I usually use the "farina 00" to make cakes and pizza and the "farina 0" to make pasta  

Edit : Oh you should  taste my excellent "tortelli di patate"
Emma


----------



## raffavita

Sì sì.

La "plain flour" è la farina 00.

Si chiama anche 
"all purpose flour".

Infatti l'ho trovata anche io per l'impasto dei dolci.

Qui c'è una spiegazione utile.

E ho trovato numerosi forum in cui è confermato.
Tipo questo.


----------



## Senno

I suppose, the word you are looking for is "FARINA TIPO 00",.


----------



## raffavita

Yep.
Even if I'm now wondering : would we use Farina 0 or 00 for savoury tarts??

Grazieeeeeeeeee!


----------



## raffica

Secondo me.


----------



## raffavita

Ehm.... secondo te what??

00  ?


----------



## london calling

Ma non vi insegnano niente a scuola, davvero!

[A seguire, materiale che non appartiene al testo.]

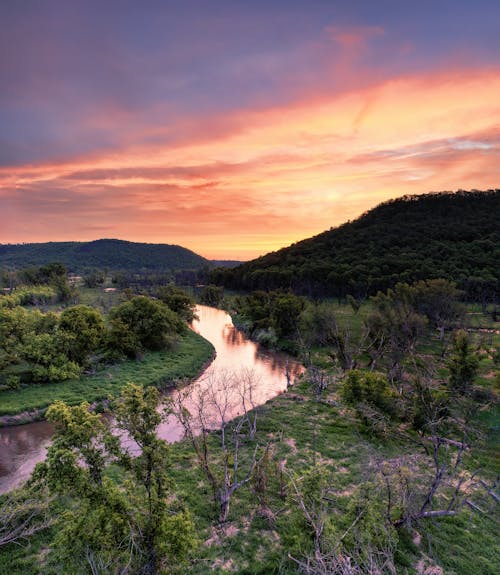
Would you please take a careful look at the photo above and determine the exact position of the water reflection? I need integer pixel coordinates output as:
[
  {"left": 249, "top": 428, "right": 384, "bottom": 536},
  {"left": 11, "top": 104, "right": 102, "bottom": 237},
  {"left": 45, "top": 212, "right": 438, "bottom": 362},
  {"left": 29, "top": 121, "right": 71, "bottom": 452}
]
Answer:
[
  {"left": 0, "top": 421, "right": 54, "bottom": 493},
  {"left": 0, "top": 305, "right": 303, "bottom": 493}
]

Più o meno: _plain flour_ è farina 00 e si usa di più per dolci, pasta (pastry) ecc.; _strong plain flour_ (pane, pizza, pasta ecc.) è farina 0; _self-raising flour_ è invece una farina lievitante, cioè con già aggiunto un agente (polvere) lievitante che ti evita di doverlo aggiungere all'impasto. In commercio l'ho visto come una delle cosiddette "farine magiche" che vendono.


----------



## raffica

raffavita said:


> Ehm.... secondo te what??
> 
> 00  ?


Esatto! Per i dolci sempre farina doppio zero. E' la più raffinata. il pane invece a me viene bene con farina 0 e un quinto di farina integrale.


----------



## london calling

raffica said:


> Esatto! Per i dolci sempre farina doppio zero. Sì, ma non è _self-raising flour_, ossia farina lievitante...! Qui è una cosa recente, prima non si vedeva in commercio. Da noi è in GB è normalissiama!E' la più raffinata. il pane invece a me viene bene con farina 0 e un quinto di farina integrale.


----------



## raffica

Assolutamente no: sconsiglio a tutti la farina autolievitante. Se si leggono gli ingredienti sono piene di pasticci.
(forse siamo un po' fuori mission. Sorry)
Ciao, raffaella


----------



## london calling

raffica said:


> Assolutamente no: sconsiglio a tutti la farina autolievitante. Se si leggono gli ingredienti sono piene di pasticci.
> (forse siamo un po' fuori mission. Sorry)
> Ciao, raffaella


Però, se serve per una traduzione, bisogna dire _farina lievitante_, perchè se no, devi aggiungere alla ricetta una bustina di lievito (la solita che tutti noi conosciamo!).


----------



## You little ripper!

The flour for savoury tarts is *plain flour* (farina 00).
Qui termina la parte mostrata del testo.